#ThrowbackThursday – Right hand/left hand

It’s Thursday, which means I’ve looked into the archives of my old blog to bring you something I think might interest you. This week, I’ve been playing around with my new novel, but the beginning isn’t right – I think I’ve started it in the wrong place, and I’m not sure how to fix it. Then I remembered a technique I’ve used in the past that might help. 


This is my attempt at a useful post. I’ve moaned about mentioned my tendency towards writers block since this blog was born. And today I thought I’d talk about a method that really helped me with one story in particular. The story Omelette won third place in the inaugural Words with Jam short story competition a couple of years ago, so I feel confident in sharing this method with you. (And is now free to read on WattPad!)

What you do is swap the hand you normally write with!

That’s it. How easy!

This isn’t my invention – I read about it, but I can’t remember where.

The theory behind it is that writing with the wrong hand makes you concentrate much harder on the actual mechanics of forming the words on the page, which leaves your subconscious mind free to be creative.

Try this:

Start with the sentence When I was younger my favourite toy was…

Remember to write it with the wrong hand, and don’t analyse the content – that’s very important: don’t censor yourself!

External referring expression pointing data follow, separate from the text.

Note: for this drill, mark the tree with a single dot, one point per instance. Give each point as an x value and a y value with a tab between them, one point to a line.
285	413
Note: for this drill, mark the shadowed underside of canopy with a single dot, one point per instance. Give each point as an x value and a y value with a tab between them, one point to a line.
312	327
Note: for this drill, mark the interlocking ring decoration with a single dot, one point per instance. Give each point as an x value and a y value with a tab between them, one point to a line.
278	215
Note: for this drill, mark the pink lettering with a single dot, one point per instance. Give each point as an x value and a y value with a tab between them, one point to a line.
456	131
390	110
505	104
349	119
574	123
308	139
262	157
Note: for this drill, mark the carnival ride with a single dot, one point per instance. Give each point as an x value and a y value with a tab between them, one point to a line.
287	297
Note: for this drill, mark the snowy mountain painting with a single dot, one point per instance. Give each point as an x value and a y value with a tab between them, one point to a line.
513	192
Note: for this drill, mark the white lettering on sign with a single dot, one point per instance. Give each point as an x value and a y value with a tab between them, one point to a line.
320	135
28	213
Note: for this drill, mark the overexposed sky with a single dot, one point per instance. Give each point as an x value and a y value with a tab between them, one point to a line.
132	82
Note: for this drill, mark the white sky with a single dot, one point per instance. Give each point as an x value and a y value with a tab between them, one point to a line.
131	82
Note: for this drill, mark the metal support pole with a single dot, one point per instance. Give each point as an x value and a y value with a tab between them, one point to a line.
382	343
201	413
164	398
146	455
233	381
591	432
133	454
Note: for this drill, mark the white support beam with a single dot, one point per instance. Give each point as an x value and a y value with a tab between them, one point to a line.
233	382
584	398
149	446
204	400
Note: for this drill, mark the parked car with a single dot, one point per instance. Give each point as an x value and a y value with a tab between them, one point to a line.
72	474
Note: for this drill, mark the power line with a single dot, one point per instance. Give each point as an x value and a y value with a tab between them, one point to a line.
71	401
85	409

When I tried it myself, I managed to pull out a long forgotten incident involving my mum, which actually had nothing to do with my favourite toy. It’s a great way to stop writers block in its tracks.

Part of Omelette written normally…
… and with my left/wrong hand

This technique helped me past a particularly difficult part of the story. Don’t be fooled by how neat my writing looks – I remember having to concentrate very hard!

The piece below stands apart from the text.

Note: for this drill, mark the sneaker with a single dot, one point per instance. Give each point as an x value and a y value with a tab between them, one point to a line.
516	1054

Have you tried something like this before? Or even, just now? How did you get on?

30 thoughts on “#ThrowbackThursday – Right hand/left hand

  1. Hi Annalisa – just deleted my own comment, when I went back to read omelette! Good for you … my mother broke her wrist in Nov/Dec … and had to learn to use her left hand for so many things … cooking for 50+, writing Christmas cards … and using the mouse with her left hand. Me I prefer my comfort zone! But interesting how it worked out for you – 3rd place … cheers Hilary


  2. That’s a neat trick… and also very neat writing for someone using their ‘wrong’ hand!
    I got bad RSI when I was doing my PhD and for 2 years wrote with the ‘wrong’ hand. Even given that, I’m not sure almost 20 years on, I could write so neatly as I did then and certainly not as neatly as you can! 😀


    1. Don’t be fooled – each one of those letters took a few seconds to complete. I’ve had RSI in the past too, but luckily not bad enough to put my hand out of action for two years – you poor thing!


  3. I love this idea!
    I had been stuck on a major plot point for a while now, so I thought I would give it a go.
    I can barely read anything that I have written, but it did help. I’m now 50% less stuck 🙂


  4. Interesting. As a leftie in a right-handed world I am accustomed to adapting all the time. My right hand writing isn’t too bad. It does make one slow down and think


    1. I’m also sure I read something about it helping to reduce the risk of dementia because you’re exercising your brain – but I don’t know if there’s been research on that or not.


    1. My youngest used to do that. It was so interesting watching him, it was completely normal to him. I remember my mum trying to teach him left and right once – she asked, “Which hand do you write with?” and he replied “Both.” 😀


  5. That’s an interesting concept. I haven’t tried that before, but I think I will the next time I’m stuck. Mostly what I do is just hand-write the scene in question over and over again, writing down any changes that pop into my head, until something sticks. Your way sounds much easier. 🙂


  6. I rarely write by hand, but I can see how this might work. We’d be so busy trying to form legible letters we’d stop fretting over not having anything to write.


  7. Isn’t it something to do with which side of the brain you use as well?
    Writing with the opposite hand seems weird, but then so did tying the first time I did that on an old Imperial typewriter at secondary school.

    Perhaps we should learn to write with both hands from an early age?


    1. Yes, I think it exercises the opposite side of the brain. The right hand is linked to the left side of the brain, and vice versa. I should read more about it, it’s fascinating.


  8. I actually had to write with the wrong hand only a couple years ago. Had an unfortunate run in with a knife that left my right middle finger splinted for two months. Yup. Months. I tell you what, I have never appreciated being able to button my own buttons more.